REPUBLIKA.CO.ID, JAKARTA -- Badan Pengawas Obat dan Makanan (BPOM) berencana melakukan revisi aturan pelabelan pangan olahan. Secara teknis, hal ini dilakukan dengan melakukan penyebaran informasi dan edukasi melalui pelabelan kemasan galon guna ulang, dengan mempertimbangkan keamanan dan kesehatan masyarakat.
Hal ini dianggap oleh sebagian pihak dianggap kontrol terhadap pasca produksi air minum dalam kemasan (AMDK) galon keluar dari pabrik.
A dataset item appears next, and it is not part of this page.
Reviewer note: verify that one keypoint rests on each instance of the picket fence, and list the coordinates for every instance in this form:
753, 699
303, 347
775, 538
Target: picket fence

Menurut Ketua Umum Asosiasi Perusahaan Air Minum dalam Kemasan Indonesia (Aspadin), Rachmat Hidayat, selama ini memang belum ada aturan yang mengatur standar perawatan dan masa pakai galon guna ulang.
"Kalau pemerintah punya inisiatif mengadakan peraturan soal ini, kami dengan senang hati akan ikut membantu pemerintah dalam membentuk peraturan tersebut," tutur dia dalam Workshop Aliansi Jurnalis Independen bertema “Zat-zat Kimia pada Pangan dan Kemasan: Pengawasan dan Perlindungan Pemerintah”, yang diselenggarakan Aliansi Jurnalis Independen, di Jakarta pekan lalu.
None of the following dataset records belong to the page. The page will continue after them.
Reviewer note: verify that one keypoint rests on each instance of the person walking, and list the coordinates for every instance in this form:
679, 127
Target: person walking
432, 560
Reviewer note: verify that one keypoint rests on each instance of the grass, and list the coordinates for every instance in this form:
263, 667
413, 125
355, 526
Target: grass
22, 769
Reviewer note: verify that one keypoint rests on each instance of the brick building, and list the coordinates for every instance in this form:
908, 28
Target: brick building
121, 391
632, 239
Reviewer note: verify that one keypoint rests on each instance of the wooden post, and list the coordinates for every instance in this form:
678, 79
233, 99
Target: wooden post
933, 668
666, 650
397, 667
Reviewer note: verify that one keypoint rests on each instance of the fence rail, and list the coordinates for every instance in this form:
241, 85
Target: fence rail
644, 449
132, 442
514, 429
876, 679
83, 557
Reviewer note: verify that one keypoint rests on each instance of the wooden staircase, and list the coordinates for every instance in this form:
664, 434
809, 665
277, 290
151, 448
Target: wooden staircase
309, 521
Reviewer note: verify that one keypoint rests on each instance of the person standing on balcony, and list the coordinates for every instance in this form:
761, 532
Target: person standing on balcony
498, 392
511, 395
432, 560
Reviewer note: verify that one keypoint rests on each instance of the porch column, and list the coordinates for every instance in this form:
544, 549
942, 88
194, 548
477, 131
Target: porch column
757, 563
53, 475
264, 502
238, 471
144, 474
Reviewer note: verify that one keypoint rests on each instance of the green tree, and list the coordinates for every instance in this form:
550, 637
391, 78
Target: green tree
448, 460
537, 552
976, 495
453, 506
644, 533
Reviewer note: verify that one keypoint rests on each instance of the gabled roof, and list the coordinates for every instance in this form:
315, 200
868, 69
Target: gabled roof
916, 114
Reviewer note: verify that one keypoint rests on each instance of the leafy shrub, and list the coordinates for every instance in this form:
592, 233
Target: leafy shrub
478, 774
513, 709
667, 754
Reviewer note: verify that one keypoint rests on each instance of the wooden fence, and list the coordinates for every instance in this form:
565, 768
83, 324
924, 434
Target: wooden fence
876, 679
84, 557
Meski begitu Rachmat mengklaim selama puluhan tahun tidak pernah ada laporan bahwa AMDK galon guna ulang menimbulkan masalah kesehatan. Oleh karena itu ia berharap BPOM tidak mengeluarkan aturan pelabelan.
“Kehidupan (bisnis) kami terancam dengan draf aturan ini,” ucap dia.
Sementara itu Deputi Bidang Pengawasan Pangan dan Olahan BPOM, Rita Endang tegas membantah tudingan bahwa revisi aturan label pangan dikaitkan dengan kepentingan persaingan usaha. Bantahan ini pun sudah diperkuat dengan pernyataan dari Komisi Pengawas Persaingan Usaha (KPPU) yang menolak adanya kaitan antara aturan label kemasan galon guna ulang dengan persaingan bisnis.
“Ada surat resmi KPPU kepada BPOM bahwa tidak ada unsur persaingan usaha,” kata Rita Endang. “Pengaturan BPA pada kemasan itu untuk kepentingan kesehatan dan keamanan produk yang menjadi kewenangan BPOM.”